There are still new cases reported every day. But the numbers start to become very blurry and abstract for me now. I’m trying to get my life back to normal mentally, focusing on my projects, editing photos, applying for art grants and open calls…
CR: It is a rough time people are going through. I'm so thankful for the
people risking their lives and fighting on the frontline for this -
nurses, doctors, medical staff and support staff. Despite the sadness and harshness of this situation, we can see people and communities being strong together, be it through online music sessions or other online hangout sessions. Glad to hear you are doing well. Let's also focus on your art! Can you tell us a bit about your background?
YZ: I am an artist working with photography, video, performance and installations. I was born in Inner Mongolia and raised in Beijing, China. I moved to New York in 2010 and received MFA in Photography and Related Media at Parsons School of Design in 2012. Now I am working as an independent artist, and also as curator in MiA Collective Art, an non-profit art organization I co-founded in 2014.
CR: Lets talk about last year’s Crystal Ruth Bell residency: How did you find out about it, and what made you apply to it?
YZ: I saw the open call from the public Wechat account of the Three Shadows Photography Center. I had been doing freelance works in the past three years, while running a small non-profit art organization called MiA Collective Art. All these works slowed down my personal projects. I really needed a period of time and a studio space to focus on my own work and get back the rhythm of creating works.
Three Shadows is the first contemporary art space dedicated exclusively to photography and other lens-based art in China. I’m a photo-based artist, and I had some opportunities to work with them before. Red Gate Gallery was founded in 1991 in Beijing. They started the international artist in residency program in 2001, I heard of the residency program when I was still studying in New York. Based on what I needed at the time, the three months residency in both Three Shadows and Red Gate Gallery seemed very ideal for me.
Working on site during the residency at Three Shadows Photography Center in Beijing.
CR: Can you tell us a bit about your time at the residencies? What did you do at each of these places? How did these spaces contribute to or shape your working process?
YZ: The first month of my residency was in Three Shadow Photography Center in Beijing, where they have a studio space right next to the exhibition building. I’m a local in Beijing so I didn’t need extra time to adapt the environment, so I started working in the first week. The interns working for the international artists residency program at Three Shadows were photography students studying abroad. They were very helpful driving me around, and even helped me press the shutter since some of my works involved performance in front of the camera. Basically, I did all the works I had planned to do in three months during the the first month stay at Beijing Three Shadows.
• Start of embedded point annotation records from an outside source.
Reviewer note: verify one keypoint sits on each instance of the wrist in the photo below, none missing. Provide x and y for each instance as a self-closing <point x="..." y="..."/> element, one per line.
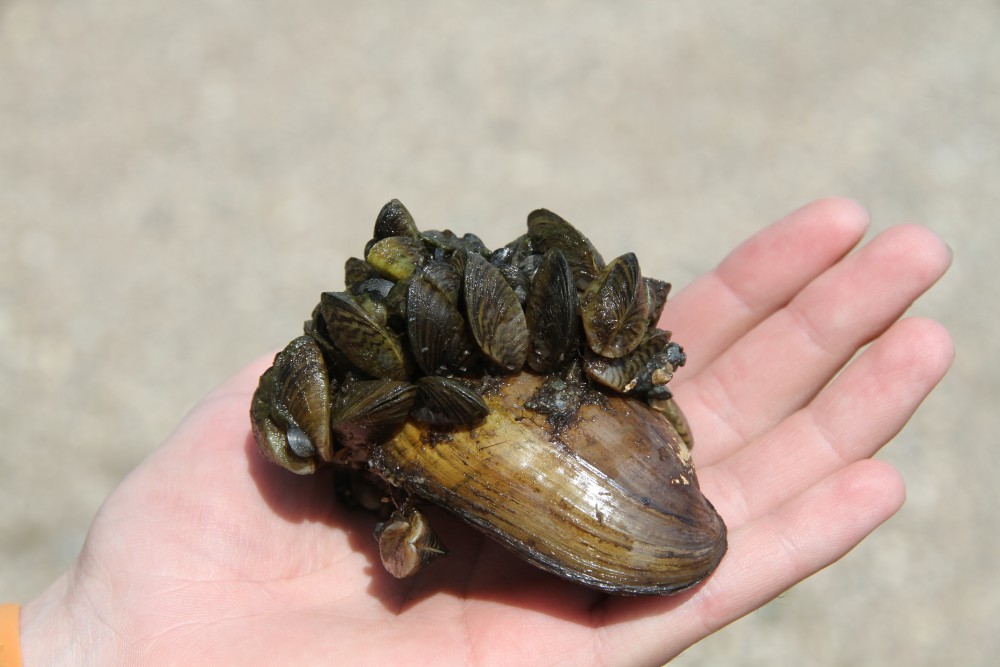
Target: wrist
<point x="10" y="639"/>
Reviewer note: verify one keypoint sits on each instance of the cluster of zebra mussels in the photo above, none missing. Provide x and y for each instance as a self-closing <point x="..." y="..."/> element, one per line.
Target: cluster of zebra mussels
<point x="523" y="389"/>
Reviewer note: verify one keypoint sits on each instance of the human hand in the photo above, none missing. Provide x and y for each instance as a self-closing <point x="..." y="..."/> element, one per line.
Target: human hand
<point x="206" y="554"/>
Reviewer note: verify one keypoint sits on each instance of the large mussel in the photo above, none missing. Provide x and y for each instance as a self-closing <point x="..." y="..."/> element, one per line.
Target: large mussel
<point x="522" y="389"/>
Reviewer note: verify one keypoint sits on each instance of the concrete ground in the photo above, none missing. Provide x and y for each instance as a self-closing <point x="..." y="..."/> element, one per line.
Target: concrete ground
<point x="178" y="181"/>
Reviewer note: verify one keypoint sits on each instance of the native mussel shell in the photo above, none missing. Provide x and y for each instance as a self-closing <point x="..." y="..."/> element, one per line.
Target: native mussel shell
<point x="522" y="389"/>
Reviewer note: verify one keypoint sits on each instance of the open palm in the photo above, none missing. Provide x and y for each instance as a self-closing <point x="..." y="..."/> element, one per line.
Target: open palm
<point x="206" y="554"/>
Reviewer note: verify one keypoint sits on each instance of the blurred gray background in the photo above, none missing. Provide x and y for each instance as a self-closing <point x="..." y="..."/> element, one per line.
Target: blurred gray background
<point x="179" y="181"/>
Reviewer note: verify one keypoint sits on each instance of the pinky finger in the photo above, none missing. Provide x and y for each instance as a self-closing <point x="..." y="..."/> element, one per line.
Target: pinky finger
<point x="774" y="552"/>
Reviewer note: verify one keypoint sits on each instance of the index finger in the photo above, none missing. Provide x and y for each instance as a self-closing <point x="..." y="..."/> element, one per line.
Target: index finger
<point x="759" y="277"/>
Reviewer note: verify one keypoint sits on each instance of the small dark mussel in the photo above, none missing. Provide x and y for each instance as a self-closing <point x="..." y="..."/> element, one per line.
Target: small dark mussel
<point x="523" y="389"/>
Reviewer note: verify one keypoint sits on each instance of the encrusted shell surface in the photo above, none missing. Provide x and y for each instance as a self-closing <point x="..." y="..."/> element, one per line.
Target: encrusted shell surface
<point x="523" y="389"/>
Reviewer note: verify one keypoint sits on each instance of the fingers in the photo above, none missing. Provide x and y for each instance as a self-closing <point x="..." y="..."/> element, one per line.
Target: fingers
<point x="850" y="420"/>
<point x="779" y="549"/>
<point x="760" y="276"/>
<point x="780" y="365"/>
<point x="765" y="558"/>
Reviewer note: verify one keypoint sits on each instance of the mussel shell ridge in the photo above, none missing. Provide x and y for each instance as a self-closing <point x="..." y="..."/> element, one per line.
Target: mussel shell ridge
<point x="610" y="501"/>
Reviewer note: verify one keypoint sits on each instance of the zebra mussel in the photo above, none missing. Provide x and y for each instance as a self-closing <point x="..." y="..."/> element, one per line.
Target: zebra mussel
<point x="439" y="349"/>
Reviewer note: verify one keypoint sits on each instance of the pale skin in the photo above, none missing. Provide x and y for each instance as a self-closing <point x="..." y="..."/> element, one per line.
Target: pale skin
<point x="205" y="554"/>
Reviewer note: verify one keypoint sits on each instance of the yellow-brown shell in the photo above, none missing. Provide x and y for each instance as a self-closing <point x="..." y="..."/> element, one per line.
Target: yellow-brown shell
<point x="610" y="501"/>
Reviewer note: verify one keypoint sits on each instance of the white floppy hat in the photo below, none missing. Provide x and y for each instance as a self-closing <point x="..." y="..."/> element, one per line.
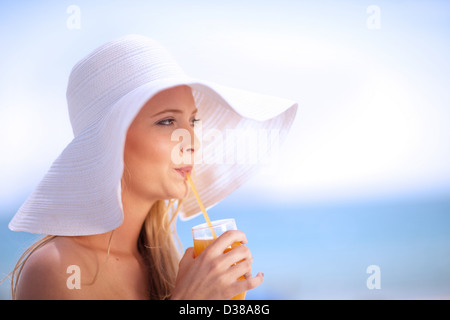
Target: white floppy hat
<point x="81" y="192"/>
I moved to Three Shadows in Xiamen to the second month of residency. Xiamen is a beautiful coastal city. The environment is quite different, which inspired me to make new works that really differed from my previous interests. During my stay there, the Jimei x Arles International Photo Festival took place, with dozens of exhibitions and events to join during the opening week. Exploring the art scene in a different city beyond Beijing made it feel more like a traditional residency program.
Then I came back to Beijing for the third month, this time staying at Red Gate Residency. Red Gate has run the residency program for years, and they are good at connecting resident artists to the local art scene, there are many activities including field trips, studio visit of local artists, artist talk and open studio in the gallery space. There were other artists who came from Germany and Australia, so it is more like a small community for me to share experiences from the residency. As my last month in residency, I had time to edit photos and videos, presented works I have made during three months in open studio, talked to more people about my work. It is a nice conclusion for my residency. The three locations worked well as a whole for me.
Installation shots of "A Guidebook of Image Reading", Open Studio at Red Gate Gallery December 2019.
CR: Had you been to Xiamen before?
YZ: Yes, and I had been a part of the Jimei x Arles Photography festival in 2018, as a curator with MiA Collective Art. We curated a show called “ You are not paranoid, Observe yourself being watched” with 8 artists who explored the ways in which digital media affect our understanding of privacy and surveillance.
CR: How did the idea of MiA Art Collective come about, and how do you combine being a curator with your own art practice?
YZ: MiA Collective Art was founded by several artists from Japan, Korea, China and US in 2014 in New York. We offer collaborative opportunities for artists, invite young artists to work together by providing a curated selection of articles, interviews, exhibitions, and specific-themed projects. The original intention to form a collective is very simple, as one of the artists who had just graduated from school, I hoped to create a platform to communicate with other artists, to find a way to keep talking about art, share ideas to inspire one another, and do some interesting collaborative projects. Luckily, I met Grace Noh, a young curator who shared that same idea and together, we started MiA. We both believe it is very important for young artists and curators to promote each other and grow up together.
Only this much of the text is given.